FCC Takes Shot at Zero-rating

Network_neutrality_poster_symbolIn perhaps the most futile government decision I’ve ever seen from the FCC, the agency last week ruled last week that AT&T was in violation of net neutrality rules with its zero-rated Sponsored Data plans. AT&T allows customers who buy DirecTV Now the ability to stream the service over cellphones without counting the data against wireless data caps. The agency didn’t take any action against AT&T as a result of the decision, and probably will not.

I call the gesture futile since it’s clear that the new Republican-led FCC is going to either gut or weaken the net neutrality rules. There are even those in Congress talking about disbanding the FCC and spreading its responsibilities elsewhere – something that would require a new Telecommunications Act. So it’s obvious that this decision doesn’t have any teeth.

I guess it’s not hard to understand that the current FCC staff wants to make one last stand for its signature policy. I don’t think there was anything in the history of the agency that got so much positive public feedback. It’s still hard to imagine that over a million people made formal comments in the FCC net neutrality docket.

And yet, as popular as the concept of net neutrality is – the concept of keeping an open internet – there probably is not a worst place to take a stand than zero-rating. This is a practice that the public is going to love. For the first time people will have the ability to watch video on cellphones without worrying about the stingy cellular data caps. I’m probably a bit old and my eyes have a problem enjoying video on a small cellphone screen. But after seeing my daughter watching video on her Apple smartwatch I am positive that this is going to be popular.

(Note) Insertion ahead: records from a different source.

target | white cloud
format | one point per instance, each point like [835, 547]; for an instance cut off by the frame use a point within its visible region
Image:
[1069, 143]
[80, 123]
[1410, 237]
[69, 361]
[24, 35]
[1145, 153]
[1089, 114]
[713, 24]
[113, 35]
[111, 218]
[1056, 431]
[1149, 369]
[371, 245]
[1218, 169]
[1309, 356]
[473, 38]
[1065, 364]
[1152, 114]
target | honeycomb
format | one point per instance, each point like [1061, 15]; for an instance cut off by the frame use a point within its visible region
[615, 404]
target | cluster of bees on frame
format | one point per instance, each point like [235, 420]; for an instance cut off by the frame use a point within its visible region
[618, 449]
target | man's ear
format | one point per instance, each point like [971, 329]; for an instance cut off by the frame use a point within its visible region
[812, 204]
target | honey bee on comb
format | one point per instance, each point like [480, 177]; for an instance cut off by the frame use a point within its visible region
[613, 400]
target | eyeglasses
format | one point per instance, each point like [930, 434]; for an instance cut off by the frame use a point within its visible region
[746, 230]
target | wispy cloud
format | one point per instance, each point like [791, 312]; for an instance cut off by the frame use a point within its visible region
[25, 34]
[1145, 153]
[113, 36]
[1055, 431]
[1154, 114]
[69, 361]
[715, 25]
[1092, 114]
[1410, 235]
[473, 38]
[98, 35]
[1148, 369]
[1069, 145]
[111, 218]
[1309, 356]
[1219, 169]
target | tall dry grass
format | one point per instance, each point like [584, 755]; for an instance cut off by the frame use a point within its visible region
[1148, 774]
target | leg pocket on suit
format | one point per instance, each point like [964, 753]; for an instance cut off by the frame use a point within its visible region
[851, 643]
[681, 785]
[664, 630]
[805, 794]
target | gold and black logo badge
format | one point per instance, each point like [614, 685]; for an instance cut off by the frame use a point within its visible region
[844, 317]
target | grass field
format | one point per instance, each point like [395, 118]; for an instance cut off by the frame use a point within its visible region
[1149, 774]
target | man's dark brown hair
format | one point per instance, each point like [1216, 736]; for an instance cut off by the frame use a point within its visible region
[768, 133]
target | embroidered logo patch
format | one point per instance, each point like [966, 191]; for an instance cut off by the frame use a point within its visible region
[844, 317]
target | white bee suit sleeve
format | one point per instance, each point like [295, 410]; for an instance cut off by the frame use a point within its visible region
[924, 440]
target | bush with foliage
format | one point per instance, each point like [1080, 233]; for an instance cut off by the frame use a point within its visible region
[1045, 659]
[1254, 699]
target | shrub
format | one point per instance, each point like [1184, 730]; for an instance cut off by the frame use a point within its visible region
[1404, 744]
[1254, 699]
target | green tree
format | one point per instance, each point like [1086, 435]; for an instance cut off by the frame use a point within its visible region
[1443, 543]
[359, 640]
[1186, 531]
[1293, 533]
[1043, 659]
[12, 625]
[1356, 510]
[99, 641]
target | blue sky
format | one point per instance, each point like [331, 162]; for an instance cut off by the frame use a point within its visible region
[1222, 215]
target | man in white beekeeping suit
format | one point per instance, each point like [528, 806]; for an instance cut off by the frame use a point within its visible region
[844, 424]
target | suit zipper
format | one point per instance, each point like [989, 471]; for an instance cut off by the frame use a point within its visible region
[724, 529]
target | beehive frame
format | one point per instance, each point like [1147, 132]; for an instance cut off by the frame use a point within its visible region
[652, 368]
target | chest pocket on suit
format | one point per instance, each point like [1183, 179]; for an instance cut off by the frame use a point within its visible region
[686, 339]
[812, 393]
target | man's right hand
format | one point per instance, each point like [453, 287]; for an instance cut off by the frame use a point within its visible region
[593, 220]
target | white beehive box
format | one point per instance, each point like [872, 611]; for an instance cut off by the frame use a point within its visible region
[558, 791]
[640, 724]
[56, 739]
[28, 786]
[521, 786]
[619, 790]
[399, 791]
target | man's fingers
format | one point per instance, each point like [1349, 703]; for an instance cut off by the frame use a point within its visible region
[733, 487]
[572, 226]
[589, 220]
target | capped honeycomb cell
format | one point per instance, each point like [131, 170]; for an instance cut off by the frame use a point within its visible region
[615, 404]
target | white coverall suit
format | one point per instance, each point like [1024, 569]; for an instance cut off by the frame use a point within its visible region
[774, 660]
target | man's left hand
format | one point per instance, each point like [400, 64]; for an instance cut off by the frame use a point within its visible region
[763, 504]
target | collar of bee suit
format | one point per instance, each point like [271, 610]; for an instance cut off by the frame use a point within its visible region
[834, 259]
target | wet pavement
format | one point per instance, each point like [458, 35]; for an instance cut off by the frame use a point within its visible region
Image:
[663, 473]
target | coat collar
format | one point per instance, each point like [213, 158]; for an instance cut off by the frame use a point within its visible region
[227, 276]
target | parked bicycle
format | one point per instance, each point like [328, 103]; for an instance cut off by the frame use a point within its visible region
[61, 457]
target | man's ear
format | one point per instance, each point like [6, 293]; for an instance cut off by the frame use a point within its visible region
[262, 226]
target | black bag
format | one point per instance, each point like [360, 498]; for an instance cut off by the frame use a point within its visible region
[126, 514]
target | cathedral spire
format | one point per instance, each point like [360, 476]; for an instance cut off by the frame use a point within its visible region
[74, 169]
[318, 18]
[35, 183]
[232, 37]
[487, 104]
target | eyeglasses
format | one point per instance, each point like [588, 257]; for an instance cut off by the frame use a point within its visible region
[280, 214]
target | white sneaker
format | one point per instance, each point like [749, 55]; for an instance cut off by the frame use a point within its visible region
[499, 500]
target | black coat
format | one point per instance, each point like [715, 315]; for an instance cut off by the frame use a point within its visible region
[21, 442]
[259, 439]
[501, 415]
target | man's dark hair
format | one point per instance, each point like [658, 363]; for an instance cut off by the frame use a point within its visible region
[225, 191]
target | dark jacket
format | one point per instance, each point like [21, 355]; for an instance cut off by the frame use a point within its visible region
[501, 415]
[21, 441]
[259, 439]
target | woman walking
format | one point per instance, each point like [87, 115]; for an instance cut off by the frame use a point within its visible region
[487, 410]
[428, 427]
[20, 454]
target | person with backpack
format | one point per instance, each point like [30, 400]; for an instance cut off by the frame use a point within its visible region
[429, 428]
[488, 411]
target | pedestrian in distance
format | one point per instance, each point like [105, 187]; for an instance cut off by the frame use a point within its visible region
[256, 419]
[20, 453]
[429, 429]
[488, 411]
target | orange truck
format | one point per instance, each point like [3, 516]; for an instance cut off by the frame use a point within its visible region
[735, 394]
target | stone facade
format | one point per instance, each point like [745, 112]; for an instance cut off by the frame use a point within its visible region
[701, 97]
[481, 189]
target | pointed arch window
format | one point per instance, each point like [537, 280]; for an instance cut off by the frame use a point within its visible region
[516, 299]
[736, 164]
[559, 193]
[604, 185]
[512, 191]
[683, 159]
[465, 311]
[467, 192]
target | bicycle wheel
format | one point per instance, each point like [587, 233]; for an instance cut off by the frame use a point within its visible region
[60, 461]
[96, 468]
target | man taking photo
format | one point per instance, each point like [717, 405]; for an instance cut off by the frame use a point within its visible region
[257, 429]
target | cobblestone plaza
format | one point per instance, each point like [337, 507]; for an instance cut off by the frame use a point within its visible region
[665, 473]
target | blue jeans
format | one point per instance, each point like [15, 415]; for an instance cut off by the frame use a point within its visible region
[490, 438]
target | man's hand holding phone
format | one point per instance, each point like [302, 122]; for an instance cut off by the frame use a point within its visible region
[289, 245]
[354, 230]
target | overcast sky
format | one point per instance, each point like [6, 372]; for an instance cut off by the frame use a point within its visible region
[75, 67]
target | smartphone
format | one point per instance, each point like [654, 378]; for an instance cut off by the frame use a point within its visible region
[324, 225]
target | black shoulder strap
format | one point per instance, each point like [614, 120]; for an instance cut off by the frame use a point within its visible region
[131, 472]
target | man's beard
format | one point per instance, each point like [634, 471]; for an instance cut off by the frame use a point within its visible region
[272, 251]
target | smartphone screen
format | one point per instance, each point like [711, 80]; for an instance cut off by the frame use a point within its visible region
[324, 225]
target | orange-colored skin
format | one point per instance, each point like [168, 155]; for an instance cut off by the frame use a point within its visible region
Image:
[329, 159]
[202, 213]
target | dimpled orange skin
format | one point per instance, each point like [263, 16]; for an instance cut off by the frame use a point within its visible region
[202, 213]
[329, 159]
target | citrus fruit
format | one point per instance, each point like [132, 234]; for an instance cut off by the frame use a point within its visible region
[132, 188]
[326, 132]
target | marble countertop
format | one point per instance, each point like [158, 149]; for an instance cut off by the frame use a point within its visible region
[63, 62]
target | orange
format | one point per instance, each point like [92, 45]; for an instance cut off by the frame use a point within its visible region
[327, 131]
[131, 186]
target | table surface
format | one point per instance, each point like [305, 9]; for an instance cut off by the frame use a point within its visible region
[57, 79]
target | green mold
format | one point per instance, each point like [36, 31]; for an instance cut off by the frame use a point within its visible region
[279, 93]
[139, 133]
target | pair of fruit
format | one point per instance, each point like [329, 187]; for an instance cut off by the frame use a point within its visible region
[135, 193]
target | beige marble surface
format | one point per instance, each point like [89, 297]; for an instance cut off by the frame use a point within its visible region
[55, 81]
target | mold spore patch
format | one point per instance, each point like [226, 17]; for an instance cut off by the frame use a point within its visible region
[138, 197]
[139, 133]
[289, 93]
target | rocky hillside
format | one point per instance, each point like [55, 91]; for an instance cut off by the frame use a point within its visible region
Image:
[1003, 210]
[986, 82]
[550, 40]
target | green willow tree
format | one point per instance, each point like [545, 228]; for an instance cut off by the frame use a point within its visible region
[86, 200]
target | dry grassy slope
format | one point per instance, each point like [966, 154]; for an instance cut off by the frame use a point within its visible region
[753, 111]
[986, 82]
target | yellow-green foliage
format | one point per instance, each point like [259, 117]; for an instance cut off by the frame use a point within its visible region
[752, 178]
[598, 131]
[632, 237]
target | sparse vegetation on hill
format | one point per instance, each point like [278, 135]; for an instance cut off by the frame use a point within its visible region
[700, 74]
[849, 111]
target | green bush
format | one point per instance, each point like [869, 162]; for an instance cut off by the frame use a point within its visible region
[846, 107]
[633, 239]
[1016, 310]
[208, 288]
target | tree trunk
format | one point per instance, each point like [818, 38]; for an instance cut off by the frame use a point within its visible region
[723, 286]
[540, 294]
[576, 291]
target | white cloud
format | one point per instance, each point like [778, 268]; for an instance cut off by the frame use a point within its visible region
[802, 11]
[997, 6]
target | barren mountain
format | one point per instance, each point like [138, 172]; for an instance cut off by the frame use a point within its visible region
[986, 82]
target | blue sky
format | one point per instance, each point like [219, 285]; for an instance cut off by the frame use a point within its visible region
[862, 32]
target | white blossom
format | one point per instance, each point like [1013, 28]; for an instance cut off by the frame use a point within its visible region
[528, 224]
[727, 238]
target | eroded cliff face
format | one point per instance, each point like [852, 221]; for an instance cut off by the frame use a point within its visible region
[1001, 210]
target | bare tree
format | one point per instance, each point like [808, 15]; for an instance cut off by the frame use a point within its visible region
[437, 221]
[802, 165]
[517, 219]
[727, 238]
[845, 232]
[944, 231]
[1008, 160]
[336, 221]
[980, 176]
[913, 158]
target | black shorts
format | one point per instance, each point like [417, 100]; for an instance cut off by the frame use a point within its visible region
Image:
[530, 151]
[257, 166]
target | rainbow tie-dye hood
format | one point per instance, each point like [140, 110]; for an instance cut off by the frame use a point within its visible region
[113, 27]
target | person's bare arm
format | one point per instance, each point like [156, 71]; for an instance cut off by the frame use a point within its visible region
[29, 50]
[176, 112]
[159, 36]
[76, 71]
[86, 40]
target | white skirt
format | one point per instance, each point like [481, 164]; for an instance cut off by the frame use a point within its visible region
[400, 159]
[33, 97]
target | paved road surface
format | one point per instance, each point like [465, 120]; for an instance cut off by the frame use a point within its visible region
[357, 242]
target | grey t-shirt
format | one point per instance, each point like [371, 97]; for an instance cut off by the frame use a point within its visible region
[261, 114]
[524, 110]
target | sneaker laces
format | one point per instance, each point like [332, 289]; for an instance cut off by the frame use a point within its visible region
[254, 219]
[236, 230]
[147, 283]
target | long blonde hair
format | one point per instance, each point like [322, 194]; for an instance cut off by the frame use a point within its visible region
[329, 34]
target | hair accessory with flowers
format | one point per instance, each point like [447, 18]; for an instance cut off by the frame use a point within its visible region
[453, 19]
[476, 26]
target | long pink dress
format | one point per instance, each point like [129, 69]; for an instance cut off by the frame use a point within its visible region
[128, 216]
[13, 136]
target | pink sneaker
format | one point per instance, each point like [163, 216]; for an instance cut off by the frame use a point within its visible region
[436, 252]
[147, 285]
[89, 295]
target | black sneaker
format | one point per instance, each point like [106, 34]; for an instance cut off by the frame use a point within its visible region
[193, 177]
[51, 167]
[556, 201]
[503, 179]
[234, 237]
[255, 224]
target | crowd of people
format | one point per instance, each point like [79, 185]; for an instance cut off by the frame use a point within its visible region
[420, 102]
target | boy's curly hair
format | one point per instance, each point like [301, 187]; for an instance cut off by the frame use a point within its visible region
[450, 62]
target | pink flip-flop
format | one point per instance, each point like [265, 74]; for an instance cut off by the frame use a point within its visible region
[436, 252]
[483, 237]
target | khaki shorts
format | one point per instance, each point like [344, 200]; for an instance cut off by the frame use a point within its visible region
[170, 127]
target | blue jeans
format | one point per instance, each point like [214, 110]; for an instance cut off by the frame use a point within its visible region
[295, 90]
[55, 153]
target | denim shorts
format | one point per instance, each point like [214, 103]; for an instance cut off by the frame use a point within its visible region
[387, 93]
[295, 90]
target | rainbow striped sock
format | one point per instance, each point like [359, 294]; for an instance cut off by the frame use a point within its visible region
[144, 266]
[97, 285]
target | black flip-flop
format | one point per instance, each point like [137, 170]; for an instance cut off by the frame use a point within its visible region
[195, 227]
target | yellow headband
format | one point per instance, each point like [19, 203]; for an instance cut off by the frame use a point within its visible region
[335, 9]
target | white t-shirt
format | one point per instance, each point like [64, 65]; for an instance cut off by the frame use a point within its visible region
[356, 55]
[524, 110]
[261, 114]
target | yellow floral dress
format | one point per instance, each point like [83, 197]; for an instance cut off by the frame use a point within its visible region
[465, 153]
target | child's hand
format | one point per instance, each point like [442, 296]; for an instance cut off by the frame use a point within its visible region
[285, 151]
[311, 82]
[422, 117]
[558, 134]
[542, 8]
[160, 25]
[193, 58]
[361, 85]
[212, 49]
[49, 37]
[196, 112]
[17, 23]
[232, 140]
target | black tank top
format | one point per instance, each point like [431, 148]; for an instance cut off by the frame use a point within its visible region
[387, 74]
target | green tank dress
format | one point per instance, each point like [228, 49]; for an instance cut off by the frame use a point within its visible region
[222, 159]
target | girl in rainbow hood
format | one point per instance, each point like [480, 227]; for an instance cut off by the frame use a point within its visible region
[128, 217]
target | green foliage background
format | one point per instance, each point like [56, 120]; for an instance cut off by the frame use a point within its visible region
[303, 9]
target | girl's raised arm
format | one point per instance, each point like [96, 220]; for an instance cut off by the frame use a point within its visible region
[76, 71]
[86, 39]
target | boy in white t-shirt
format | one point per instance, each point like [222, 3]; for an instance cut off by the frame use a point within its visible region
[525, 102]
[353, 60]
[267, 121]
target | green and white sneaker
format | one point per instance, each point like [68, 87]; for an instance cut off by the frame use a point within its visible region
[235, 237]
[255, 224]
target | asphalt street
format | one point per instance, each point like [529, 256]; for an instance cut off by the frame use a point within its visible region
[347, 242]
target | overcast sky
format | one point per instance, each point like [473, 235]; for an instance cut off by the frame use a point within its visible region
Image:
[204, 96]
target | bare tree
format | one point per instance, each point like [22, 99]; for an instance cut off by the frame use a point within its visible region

But zero-rating is eventually going to lead to exactly what net neutrality was designed to protect against. In this case AT&T is promoting its own programming with DirecTV Now, and perhaps there is nothing wrong with that. But it won’t be long until other content providers are going to be willing to pay AT&T to also carry their video on cellphones outside the data caps. And that will eventually create an environment where only the content of the biggest and richest companies will be sponsored.

The only video that will be available on cellphones will be from companies with the ability to pay AT&T to carry it. And that eventually means the end of innovation and of new start-ups. It means that Google and Facebook and Netflix will be available because they can afford to pay to sponsor their content, but that the next generations of companies that would naturally have supplanted them, as is inevitable in the tech world, will never get started. You can’t become popular if nobody watches you.

On the flip side, zero-rating is going to point out the hypocrisy of the current cellular data prices. A customer will be able to watch 100 gigabytes of DirecTV Now with no extra fees, but will quickly figure out that watching other video would have cost them $1,000 at the current price of $10 for each gigabyte of extra download. The supposed reason for the high data prices is to protect the cellular network – but it will quickly become clear that the high prices are only about profits. So perhaps this will begin the process of lowering the outrageous cost of cellular data – which is clearly the most expensive data in the world today.